The standard producer/consumer arrangement requires taking locks on both sides:

def unlocked(qu,cv):  # qu is a thread-safe queue
  qu.push(make_stuff())
  cv.notifyUnlocked()
def consume(qu,cv):
  with cv:
    while True:       # vs. other consumers or spurious wakeups
      if qu: break
      cv.wait()
    x=qu.pop()
  use_stuff(x)

This fails because both the push() and the notifyUnlocked() can intervene between the if qu: and the wait().

Writing either of

def lockedNotify(qu,cv):
  qu.push(make_stuff())
  with cv: cv.notify()
def lockedPush(qu,cv):
  x=make_stuff()      # don't hold the lock here
  with cv: qu.push(x)
  cv.notifyUnlocked()

works (which is an interesting exercise to demonstrate). The second form has the advantage of removing the requirement that qu be thread-safe, but it costs no more locks to take it around the call to notify() as well.

It remains to explain the preference for doing so, especially given that (as you observed) CPython does wake up the notified thread to have it switch to waiting on the mutex (rather than simply moving it to that wait queue).

2. The condition variable itself needs a lock

The Condition has internal data that must be protected in case of concurrent waits/notifications. (Glancing at the CPython implementation, I see the possibility that two unsynchronized notify()s could erroneously target the same waiting thread, which could cause reduced throughput or even deadlock.) It could protect that data with a dedicated lock, of course; since we need a user-visible lock already, using that one avoids additional synchronization costs.

3. Multiple wake conditions can need the lock

(Adapted from a comment on the blog post linked below.)

def setSignal(box,cv):
  signal=False
  with cv:
    if not box.val:
      box.val=True
      signal=True
  if signal: cv.notifyUnlocked()
def waitFor(box,v,cv):
  v=bool(v)   # to use ==
  while True:
    with cv:
      if box.val==v: break
      cv.wait()

Suppose box.val is False and thread #1 is waiting in waitFor(box,True,cv). Thread #2 calls setSignal; when it releases cv, #1 is still blocked on the condition. Thread #3 then calls waitFor(box,False,cv), finds that box.val is True, and waits. Then #2 calls notify(), waking #3, which is still unsatisfied and blocks again. Now #1 and #3 are both waiting, despite the fact that one of them must have its condition satisfied.

def setTrue(box,cv):
  with cv:
    if not box.val:
      box.val=True
      cv.notify()

Now that situation cannot arise: either #3 arrives before the update and never waits, or it arrives during or after the update and has not yet waited, guaranteeing that the notification goes to #1, which returns from waitFor.
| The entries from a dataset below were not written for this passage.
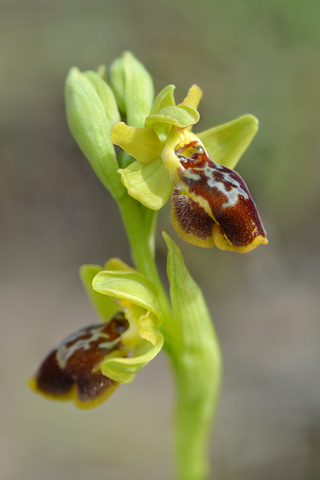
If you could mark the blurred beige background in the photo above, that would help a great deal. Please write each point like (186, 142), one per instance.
(248, 57)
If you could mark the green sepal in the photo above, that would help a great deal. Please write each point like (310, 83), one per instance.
(194, 96)
(102, 304)
(165, 98)
(227, 142)
(150, 184)
(181, 116)
(128, 286)
(123, 370)
(106, 96)
(117, 83)
(133, 88)
(139, 91)
(89, 125)
(142, 143)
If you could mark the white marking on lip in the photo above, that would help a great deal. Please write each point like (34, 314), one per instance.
(233, 194)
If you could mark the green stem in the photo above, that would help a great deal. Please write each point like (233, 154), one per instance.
(142, 252)
(196, 361)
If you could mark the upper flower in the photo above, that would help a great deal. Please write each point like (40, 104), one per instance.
(211, 204)
(88, 365)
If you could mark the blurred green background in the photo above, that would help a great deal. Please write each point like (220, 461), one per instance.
(248, 57)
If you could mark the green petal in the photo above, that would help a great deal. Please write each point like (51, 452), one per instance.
(165, 98)
(106, 96)
(117, 83)
(123, 370)
(103, 305)
(129, 286)
(149, 184)
(142, 143)
(226, 143)
(133, 88)
(180, 116)
(89, 125)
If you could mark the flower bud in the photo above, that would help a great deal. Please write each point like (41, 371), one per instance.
(91, 111)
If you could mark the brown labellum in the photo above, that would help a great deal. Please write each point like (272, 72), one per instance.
(71, 370)
(212, 205)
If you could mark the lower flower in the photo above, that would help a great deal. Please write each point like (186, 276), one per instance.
(88, 365)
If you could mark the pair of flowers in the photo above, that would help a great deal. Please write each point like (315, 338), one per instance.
(161, 158)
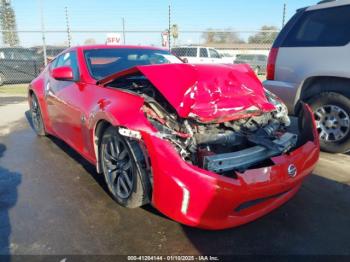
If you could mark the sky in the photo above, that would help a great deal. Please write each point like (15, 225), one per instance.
(151, 15)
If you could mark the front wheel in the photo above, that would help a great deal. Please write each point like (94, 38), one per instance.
(121, 164)
(332, 116)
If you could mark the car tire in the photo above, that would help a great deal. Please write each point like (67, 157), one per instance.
(332, 115)
(2, 79)
(122, 164)
(36, 116)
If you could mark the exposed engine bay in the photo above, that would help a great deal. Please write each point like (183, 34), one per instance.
(216, 146)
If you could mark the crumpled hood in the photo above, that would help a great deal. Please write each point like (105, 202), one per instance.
(208, 93)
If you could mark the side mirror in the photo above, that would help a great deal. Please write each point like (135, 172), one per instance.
(64, 73)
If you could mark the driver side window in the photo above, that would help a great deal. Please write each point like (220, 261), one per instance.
(67, 59)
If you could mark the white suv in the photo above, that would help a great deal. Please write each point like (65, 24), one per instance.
(197, 54)
(310, 61)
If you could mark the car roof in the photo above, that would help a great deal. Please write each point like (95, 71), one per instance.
(192, 46)
(328, 4)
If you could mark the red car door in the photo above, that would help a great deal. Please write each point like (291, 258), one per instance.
(64, 101)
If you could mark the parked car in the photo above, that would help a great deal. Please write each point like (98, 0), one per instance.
(227, 58)
(204, 144)
(51, 51)
(197, 54)
(310, 61)
(18, 65)
(257, 62)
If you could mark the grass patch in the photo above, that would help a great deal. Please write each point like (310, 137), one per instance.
(14, 89)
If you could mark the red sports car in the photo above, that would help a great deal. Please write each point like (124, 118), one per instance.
(204, 144)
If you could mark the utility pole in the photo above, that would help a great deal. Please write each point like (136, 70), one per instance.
(169, 38)
(43, 31)
(123, 23)
(284, 14)
(68, 28)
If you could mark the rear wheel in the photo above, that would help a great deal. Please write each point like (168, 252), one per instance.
(37, 120)
(332, 116)
(120, 160)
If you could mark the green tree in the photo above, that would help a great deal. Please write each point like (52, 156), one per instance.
(266, 36)
(8, 24)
4. The hardware might need a lock

With wait morphing and no GIL (in some alternate or future implementation of Python), the memory ordering (cf. Java's rules) imposed by the lock-release after notify() and the lock-acquire on return from wait() might be the only guarantee of the notifying thread's updates being visible to the waiting thread.

5. Real-time systems might need it

Immediately after the POSIX text you quoted we find:

however, if predictable scheduling behavior is required, then that mutex shall be locked by the thread calling pthread_cond_broadcast() or pthread_cond_signal().

One blog post contains further discussion of the rationale and history of this recommendation (as well as of some of the other issues here).